Despite its rather smooth appearance, the car park’s concrete floor is fairly uneven. Built on the side of a hill, there are parts which go up and down, and side to side.

To make my way across the surface, I need to take lots of small steps and vary the first leg I use when walking. The rule of thumb is that if I’m going uphill, I should step first with my intact limb. And if I’m going downhill, I should step first with my prosthetic limb. Even within a few metres, all of that varied considerably.

Peita suggested we immediately resume from last week’s session where I was beginning to walk in the back street, and then using a laneway that inclines upwards, make my way to Crown Street.
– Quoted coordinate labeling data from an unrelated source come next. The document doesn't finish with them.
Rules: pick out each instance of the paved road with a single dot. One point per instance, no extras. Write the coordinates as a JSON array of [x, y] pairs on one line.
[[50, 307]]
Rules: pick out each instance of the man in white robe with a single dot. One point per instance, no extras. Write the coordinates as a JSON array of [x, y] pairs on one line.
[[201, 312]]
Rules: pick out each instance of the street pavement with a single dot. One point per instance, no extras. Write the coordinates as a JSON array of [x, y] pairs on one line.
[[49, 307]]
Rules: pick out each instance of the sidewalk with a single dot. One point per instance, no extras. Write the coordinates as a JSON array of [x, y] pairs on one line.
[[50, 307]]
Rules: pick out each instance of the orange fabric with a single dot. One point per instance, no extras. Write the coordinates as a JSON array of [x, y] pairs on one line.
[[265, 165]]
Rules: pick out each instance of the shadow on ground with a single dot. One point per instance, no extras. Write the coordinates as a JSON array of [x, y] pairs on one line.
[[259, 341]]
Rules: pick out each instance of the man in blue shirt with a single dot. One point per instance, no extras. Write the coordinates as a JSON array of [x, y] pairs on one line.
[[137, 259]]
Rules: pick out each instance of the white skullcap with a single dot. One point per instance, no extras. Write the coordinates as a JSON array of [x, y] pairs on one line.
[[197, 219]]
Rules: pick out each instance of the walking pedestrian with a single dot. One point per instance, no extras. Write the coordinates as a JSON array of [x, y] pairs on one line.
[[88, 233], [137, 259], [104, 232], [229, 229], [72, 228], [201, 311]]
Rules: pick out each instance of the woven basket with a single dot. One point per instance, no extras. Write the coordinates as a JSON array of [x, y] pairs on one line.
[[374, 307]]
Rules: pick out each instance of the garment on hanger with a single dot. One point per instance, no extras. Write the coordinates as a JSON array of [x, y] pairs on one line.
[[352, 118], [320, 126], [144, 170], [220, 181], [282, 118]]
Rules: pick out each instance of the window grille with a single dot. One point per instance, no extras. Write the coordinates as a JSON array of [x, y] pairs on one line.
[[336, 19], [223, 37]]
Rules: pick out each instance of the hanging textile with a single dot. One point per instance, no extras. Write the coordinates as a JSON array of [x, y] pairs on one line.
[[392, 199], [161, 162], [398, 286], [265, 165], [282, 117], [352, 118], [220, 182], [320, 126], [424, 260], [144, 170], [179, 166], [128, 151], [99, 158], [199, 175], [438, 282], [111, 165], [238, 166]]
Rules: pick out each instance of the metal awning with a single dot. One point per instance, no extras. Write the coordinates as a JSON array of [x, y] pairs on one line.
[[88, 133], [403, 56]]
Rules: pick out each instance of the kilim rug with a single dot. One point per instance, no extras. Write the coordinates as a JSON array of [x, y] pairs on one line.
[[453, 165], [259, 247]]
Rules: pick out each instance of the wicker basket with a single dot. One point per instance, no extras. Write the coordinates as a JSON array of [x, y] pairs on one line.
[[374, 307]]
Once we made it to Crown Street, Peita suggested we should go a little further.

The pedestrian crossing across Crown Street is always a bit of a challenge, as cars will often fail to slow down. But armed with a pair of crutches and a carer, we were well and truly visible. “Take your time, they’ll wait”, Peita said urging me NOT to cross the road too quickly.

From there, we wandered further along Crown Street to other places I might normally visit such as the doctor’s surgery and the chemist. As we walked, I also told Peita about some of the bars and restaurants in the area. It was then we stopped and shot a short video.

There are still lots of things I need to continue to work on. You’ll notice from the video that I’m giving preference to the forward movement of one leg in relation to the crutch. I need to try to balance things out for the other leg too, which we’ve agreed we’ll do in next week’s session.

As we made our way towards Cleveland Street, we decided to see if Chemist Warehouse had any of the smaller “half” crutches which Peita thought would be better for me to practice with. They’ll make me walk more upright, and be less inclined to swagger from left to right. I was able to pick up a pair of the so-called “Canadian crutches” for only $37. Apparently, you can end up paying over $100 for a pair from other suppliers.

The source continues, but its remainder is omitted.